Carol Diann Johnson was born in New York City to a nurse mother and subway conductor father, said The New York Times. A talented singer, Carroll began performing with a Harlem church choir at age 6 and started modeling for Ebony magazine as a teenager. She won a TV talent contest three weeks in a row in 1954 under the name Diahann Carroll. “Her prize was $1,000 a week, plus an engagement at the Latin Quarter, the Manhattan nightclub.” Later that year, “she hit the big screen as a bit player” in Otto Preminger’s all-black adaptation of the opera Carmen, said the Los Angeles Times. She also made her Broadway debut in House of Flowers, catching the eye of composer Richard Rodgers. He wrote the 1962 musical No Strings— about a fashion model who has an interracia­l romance— expressly for Carroll. It won her a Tony for best actress in a musical, a first for a black woman.

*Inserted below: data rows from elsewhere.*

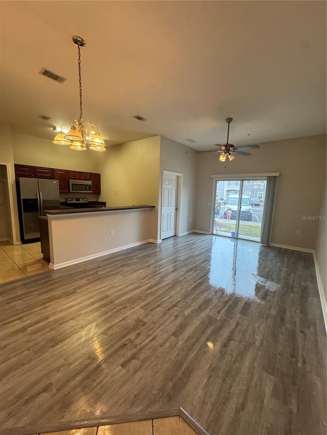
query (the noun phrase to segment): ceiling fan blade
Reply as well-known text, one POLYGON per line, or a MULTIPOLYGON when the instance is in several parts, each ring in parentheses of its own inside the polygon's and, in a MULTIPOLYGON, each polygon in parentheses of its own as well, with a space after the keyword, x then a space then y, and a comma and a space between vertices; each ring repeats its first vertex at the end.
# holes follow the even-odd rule
POLYGON ((244 151, 239 151, 238 149, 236 149, 233 152, 235 154, 239 154, 240 156, 251 156, 250 152, 245 152, 244 151))
POLYGON ((222 152, 219 149, 207 149, 206 151, 197 151, 197 152, 222 152))
POLYGON ((258 148, 260 148, 259 145, 249 145, 247 146, 238 146, 237 149, 245 151, 246 149, 258 149, 258 148))

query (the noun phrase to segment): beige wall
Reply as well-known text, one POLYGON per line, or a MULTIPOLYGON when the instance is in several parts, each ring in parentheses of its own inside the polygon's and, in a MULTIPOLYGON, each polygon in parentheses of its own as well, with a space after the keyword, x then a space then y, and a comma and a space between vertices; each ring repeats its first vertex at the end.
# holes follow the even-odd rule
POLYGON ((194 229, 196 152, 168 138, 161 137, 159 181, 158 239, 160 238, 161 197, 164 171, 183 174, 180 213, 180 234, 194 229))
POLYGON ((314 248, 318 222, 301 216, 320 213, 326 180, 325 135, 264 143, 251 156, 238 156, 223 164, 212 153, 199 153, 197 164, 196 229, 211 231, 212 175, 280 172, 271 243, 314 248))
POLYGON ((151 238, 156 240, 160 136, 109 147, 101 160, 100 201, 107 207, 155 206, 151 238))
MULTIPOLYGON (((20 237, 17 207, 17 195, 14 168, 14 150, 12 136, 11 125, 0 121, 0 162, 8 164, 7 170, 9 180, 9 194, 11 201, 10 216, 12 221, 13 241, 15 244, 20 241, 20 237)), ((0 221, 1 224, 2 222, 0 221)))
POLYGON ((24 133, 13 132, 15 163, 99 172, 99 162, 104 153, 93 151, 74 151, 69 146, 56 145, 52 142, 24 133))
MULTIPOLYGON (((321 198, 321 207, 319 216, 324 216, 325 219, 327 216, 326 206, 326 184, 324 183, 324 190, 321 198)), ((327 320, 327 256, 326 255, 326 244, 327 243, 327 220, 318 220, 317 239, 316 240, 315 251, 317 256, 317 261, 319 268, 319 274, 321 280, 323 297, 323 309, 324 310, 325 319, 327 320)), ((326 325, 327 326, 327 325, 326 325)))

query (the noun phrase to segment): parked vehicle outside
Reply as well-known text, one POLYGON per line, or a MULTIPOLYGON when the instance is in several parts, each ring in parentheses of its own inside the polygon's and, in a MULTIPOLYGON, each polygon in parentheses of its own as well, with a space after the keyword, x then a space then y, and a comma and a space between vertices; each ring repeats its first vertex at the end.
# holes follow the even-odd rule
POLYGON ((261 203, 261 200, 259 198, 251 198, 250 199, 250 202, 251 206, 260 206, 261 203))
MULTIPOLYGON (((227 200, 224 211, 224 217, 227 218, 228 210, 231 211, 231 215, 230 218, 236 219, 238 215, 238 207, 239 205, 239 195, 230 195, 227 200)), ((252 211, 251 210, 251 204, 250 198, 248 196, 242 195, 241 200, 241 213, 240 219, 241 220, 252 220, 252 211)))
POLYGON ((221 210, 221 202, 219 199, 216 200, 216 207, 215 209, 216 213, 220 213, 221 210))

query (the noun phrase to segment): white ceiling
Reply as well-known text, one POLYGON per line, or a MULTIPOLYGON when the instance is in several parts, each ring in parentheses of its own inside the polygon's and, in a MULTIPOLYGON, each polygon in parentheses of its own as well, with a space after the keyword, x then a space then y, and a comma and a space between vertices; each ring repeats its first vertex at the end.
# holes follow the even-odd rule
POLYGON ((0 7, 0 119, 18 131, 51 139, 52 126, 78 117, 78 35, 86 41, 84 122, 98 124, 108 145, 162 135, 212 149, 226 142, 227 116, 234 118, 230 142, 239 145, 326 132, 325 2, 0 7), (43 66, 67 80, 42 76, 43 66))

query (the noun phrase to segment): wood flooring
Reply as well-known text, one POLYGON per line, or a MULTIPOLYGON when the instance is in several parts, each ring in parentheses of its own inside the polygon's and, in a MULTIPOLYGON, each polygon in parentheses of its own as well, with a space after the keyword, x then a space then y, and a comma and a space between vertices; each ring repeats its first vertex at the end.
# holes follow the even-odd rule
POLYGON ((311 253, 192 234, 0 296, 3 434, 178 406, 212 435, 326 433, 311 253))
POLYGON ((35 435, 197 435, 179 416, 105 426, 46 432, 35 435))

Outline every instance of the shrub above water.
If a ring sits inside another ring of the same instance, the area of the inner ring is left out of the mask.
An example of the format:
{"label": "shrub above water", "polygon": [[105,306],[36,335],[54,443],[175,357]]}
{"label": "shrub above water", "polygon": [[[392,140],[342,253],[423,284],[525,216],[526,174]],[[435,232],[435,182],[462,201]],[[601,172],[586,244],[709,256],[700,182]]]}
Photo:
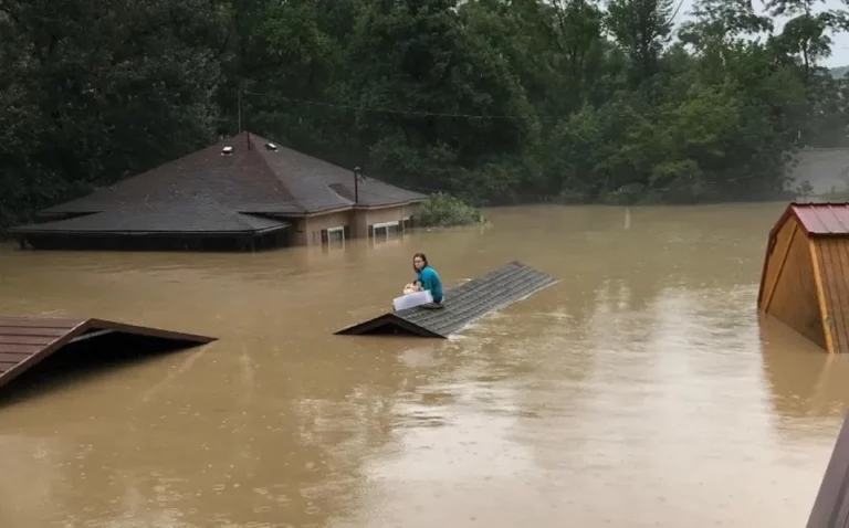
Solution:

“NBC executives were wary about putting Julia on the network,” said the Associated Press. But Carroll’s performanc­e won over black and white viewers, and the show surged to No. 7 in the Nielsen ratings during its first season. Despite her successful stage and film career, Carroll “encountere­d a stark reminder of her groundbrea­king status” in her early days at NBC, said The Washington Post. When she arrived at the network, the actress discovered that the makeup department didn’t have anything to match her complexion. “The studio,” she said, “had only dealt with the little American girls or European girls.”

Carroll’s later roles looked nothing like Julia, said The Guardian (U.K.). She earned an Oscar nomination for her role in the

1974 romantic comedy Claudine, in which she played a Harlem widow with six children who falls in love with a garbage collector. However, it was her role as the sleek, scheming Dominique Deveraux on the prime-time soap opera Dynasty “that brought her greatest fame.” Rich, glamorous, and gleefully catty, Carroll’s character was, in her words, “the first black bitch on television.” In the mid-2000s, Carroll had a recurring role on another soap, Grey’s Anatomy. But she declined to return for a Dynasty reunion in 2006. “There’s such a thing as accepting the fact that something has had its day,” she said. “Let it go with dignity.”